Speaking about great themes of the history of Ukraine and contemporary Ukrainian literature, one should mention Maria Matios, another bestselling novelist. This author, born in Bukovyna, has continually turned to the theme of Ukrainian Insurgent Army’s warfare in the years of the Second World War and after its end. Especially successful was Matios’s novel Solodka Darusya (Sweet Darusia). It is a story of a child who involuntarily betrayed her father and UIA fighters, lived to see her mother’s suicide, later became mute, and lives her years in a Soviet village in Bukovyna, a lame and lonely victim of history.


Many Ukrainian authors of the transition period write about the absurdism of Soviet life and the new ways that not everyone is lucky enough to find. The best embodiment of this topic may be found in Yurko Izdryk’s novels Wozzek, AMTM, Ostriv Krk (Krk Island) etc. A hard-mouthed drunkard has an immortal soul open to love, too — and you come to believe in this after having read absurd, tragic and yet masterfully written texts by Yuri Izdryk.


The most prominent among the authors who are half a generation younger than those already mentioned is Serhiy Zhadan, who also had his debut as a poet. Nowadays Zhadan is known as a flamboyant showman who skillfully presents his texts at both poetry and prose performances. His prose books Depeche Mode, Big Mac ant other feature savoury realities of the transition period in Ukraine, as well as author’s experiences of traveling abroad. Zhadan’s prose is polyphonic, as in his writing last remains of the post-Soviet discourse clash with the commercial «newspeak»’ of today’s Ukraine. Zhadan’s prose deals rather with modern discourse of post-Soviet Ukraine and not with lives and minds of modern Ukrainians.


So-called ‘alternative’ literature, which shows the world of drugs, drink and promiscuous sex from the inside, giving no moral judgment of it and merely stating the fact of its existence, has become a natural part of the world literature, both European and American. Perhaps the only one representative of the trend in Ukraine is Svitlana Povaljajeva with her books Ekshumatsia mista (Exhuming the City), Origami-Blues, Zamist krovi (Instead of Blood), Simurg and other. The rebellious spirit and vibrant anti-bourgeois views combined with refined style and rich language make Povaljajeva’s writing a prominent phenomenon of contemporary Ukrainian literature.


Life keeps going, and the same is true for literature. Sofia Andrukhovych, the daughter of already mentioned Yury Andrukhovych, is a bright young author. Her first works has attracted attention purely because they have been written by a famous writer’s daughter. But her novel Syomha (Salmon) that constitutes from a number of short stories has proven the appearance of a remarkable author with her own style and worldview. The novel is also interesting as a source of facts, as there are many nimble details from life of post-Soviet children and teenagers.

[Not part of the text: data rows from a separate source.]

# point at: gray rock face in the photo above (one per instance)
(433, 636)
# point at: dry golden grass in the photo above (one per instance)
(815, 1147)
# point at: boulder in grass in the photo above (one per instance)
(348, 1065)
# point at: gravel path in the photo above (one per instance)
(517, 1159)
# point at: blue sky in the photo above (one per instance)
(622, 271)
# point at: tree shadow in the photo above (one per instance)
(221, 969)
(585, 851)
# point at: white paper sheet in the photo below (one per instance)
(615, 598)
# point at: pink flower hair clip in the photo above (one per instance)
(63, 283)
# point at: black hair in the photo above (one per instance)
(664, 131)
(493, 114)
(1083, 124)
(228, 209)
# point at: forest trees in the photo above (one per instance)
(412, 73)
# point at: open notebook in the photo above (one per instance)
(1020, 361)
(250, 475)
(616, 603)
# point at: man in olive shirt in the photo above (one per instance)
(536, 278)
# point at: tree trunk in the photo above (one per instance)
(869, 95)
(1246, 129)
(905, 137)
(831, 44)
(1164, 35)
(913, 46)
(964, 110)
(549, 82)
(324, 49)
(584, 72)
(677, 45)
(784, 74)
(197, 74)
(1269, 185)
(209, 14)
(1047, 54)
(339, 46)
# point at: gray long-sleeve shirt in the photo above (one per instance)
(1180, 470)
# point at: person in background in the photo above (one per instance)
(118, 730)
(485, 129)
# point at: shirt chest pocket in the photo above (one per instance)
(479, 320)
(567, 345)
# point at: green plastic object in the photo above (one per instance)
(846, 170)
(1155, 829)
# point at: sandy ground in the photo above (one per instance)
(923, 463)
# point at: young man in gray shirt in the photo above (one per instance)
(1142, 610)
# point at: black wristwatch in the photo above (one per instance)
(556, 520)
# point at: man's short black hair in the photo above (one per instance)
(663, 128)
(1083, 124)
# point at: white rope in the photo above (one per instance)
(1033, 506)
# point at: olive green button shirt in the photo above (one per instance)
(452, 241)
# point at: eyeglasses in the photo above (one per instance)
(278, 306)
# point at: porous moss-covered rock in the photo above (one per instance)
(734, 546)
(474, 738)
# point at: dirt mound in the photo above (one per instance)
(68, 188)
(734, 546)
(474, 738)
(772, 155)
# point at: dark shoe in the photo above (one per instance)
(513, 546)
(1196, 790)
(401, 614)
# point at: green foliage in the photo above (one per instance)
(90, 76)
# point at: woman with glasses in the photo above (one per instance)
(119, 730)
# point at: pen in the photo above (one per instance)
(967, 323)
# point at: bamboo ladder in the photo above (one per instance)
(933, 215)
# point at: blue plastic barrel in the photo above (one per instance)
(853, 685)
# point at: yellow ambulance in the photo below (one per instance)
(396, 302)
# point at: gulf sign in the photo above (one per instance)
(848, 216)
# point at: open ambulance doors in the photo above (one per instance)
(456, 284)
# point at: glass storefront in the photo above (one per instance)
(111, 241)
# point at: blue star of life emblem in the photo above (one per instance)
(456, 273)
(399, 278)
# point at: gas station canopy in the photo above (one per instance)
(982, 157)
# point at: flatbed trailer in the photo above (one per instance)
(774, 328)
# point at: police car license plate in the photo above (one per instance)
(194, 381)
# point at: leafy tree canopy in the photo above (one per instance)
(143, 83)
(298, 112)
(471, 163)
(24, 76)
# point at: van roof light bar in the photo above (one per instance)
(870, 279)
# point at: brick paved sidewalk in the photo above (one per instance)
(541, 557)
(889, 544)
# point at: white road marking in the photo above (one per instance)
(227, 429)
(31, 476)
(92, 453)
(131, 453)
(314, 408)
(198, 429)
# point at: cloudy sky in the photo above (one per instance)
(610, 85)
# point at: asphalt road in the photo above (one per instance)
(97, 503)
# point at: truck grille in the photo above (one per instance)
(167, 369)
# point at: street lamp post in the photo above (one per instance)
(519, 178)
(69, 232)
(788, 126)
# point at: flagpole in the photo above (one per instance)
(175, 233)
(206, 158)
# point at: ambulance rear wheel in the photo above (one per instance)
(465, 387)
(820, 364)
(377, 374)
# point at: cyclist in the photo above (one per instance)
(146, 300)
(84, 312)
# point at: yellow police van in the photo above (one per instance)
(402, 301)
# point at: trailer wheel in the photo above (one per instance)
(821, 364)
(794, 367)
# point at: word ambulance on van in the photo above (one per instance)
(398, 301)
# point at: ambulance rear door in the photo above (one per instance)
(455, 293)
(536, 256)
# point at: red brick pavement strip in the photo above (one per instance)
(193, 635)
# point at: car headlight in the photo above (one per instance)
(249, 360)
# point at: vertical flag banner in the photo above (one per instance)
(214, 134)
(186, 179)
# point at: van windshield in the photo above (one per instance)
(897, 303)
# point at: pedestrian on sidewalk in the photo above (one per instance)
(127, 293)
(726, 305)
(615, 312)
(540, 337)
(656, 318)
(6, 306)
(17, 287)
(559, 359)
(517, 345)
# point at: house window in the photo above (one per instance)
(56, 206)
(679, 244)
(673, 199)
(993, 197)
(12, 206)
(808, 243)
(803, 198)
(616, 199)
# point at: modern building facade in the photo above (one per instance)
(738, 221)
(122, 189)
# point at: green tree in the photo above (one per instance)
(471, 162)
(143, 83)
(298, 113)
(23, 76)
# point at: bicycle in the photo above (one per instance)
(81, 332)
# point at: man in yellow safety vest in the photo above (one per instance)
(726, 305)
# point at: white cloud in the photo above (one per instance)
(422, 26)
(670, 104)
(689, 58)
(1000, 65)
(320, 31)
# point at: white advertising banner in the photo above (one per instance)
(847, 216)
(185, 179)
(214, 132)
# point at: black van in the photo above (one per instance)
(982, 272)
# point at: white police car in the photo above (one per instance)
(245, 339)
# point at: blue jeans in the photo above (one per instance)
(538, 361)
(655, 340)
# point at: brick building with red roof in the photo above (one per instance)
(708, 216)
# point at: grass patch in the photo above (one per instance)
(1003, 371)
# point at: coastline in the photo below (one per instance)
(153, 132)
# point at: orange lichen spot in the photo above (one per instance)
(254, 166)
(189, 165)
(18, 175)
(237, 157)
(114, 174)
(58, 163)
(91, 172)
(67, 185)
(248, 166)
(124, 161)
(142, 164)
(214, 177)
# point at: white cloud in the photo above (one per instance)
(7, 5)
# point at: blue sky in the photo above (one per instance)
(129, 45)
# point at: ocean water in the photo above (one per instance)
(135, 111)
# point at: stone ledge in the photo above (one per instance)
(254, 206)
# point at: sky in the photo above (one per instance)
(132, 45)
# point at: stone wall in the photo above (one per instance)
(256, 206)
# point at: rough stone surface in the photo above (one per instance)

Day-to-day existence of the same post-Soviet generation constitutes the base of stories by another young author — Tanya Malyarchuk. Tanya experiments with both forms and modes of narration. In every book her author’s role is that of telling tales or gossips or presenting her own reflections. Tanya has her own way of provoking her reader — that of depicting things natural yet inappropriate to talk or write about: flaking nails, falling hair, dirty windows and other if-you-love-me-then-love-my-tobacco-stench stuff. Tanya’s characters are perfect in everything — including their triviality and geekness. The common feature that all Malyarchuk’s books starting with Endshpil Adolfo (Adolfo’s Endgame) share is that they all seem to be written about and for «that» kind of people. The kind you can not even call geeks. They seem perfectly normal at first sight, thoughts and fancies easily projected on one’s neighbours or relatives. But it is this elusive sense of ‘difference’ that is attractive, and Tanya’s novel Hovoryty (To Talk) brings it to the ultimate.

 This is original literature of the new generation, and it is able to give birth to those who reproduce it.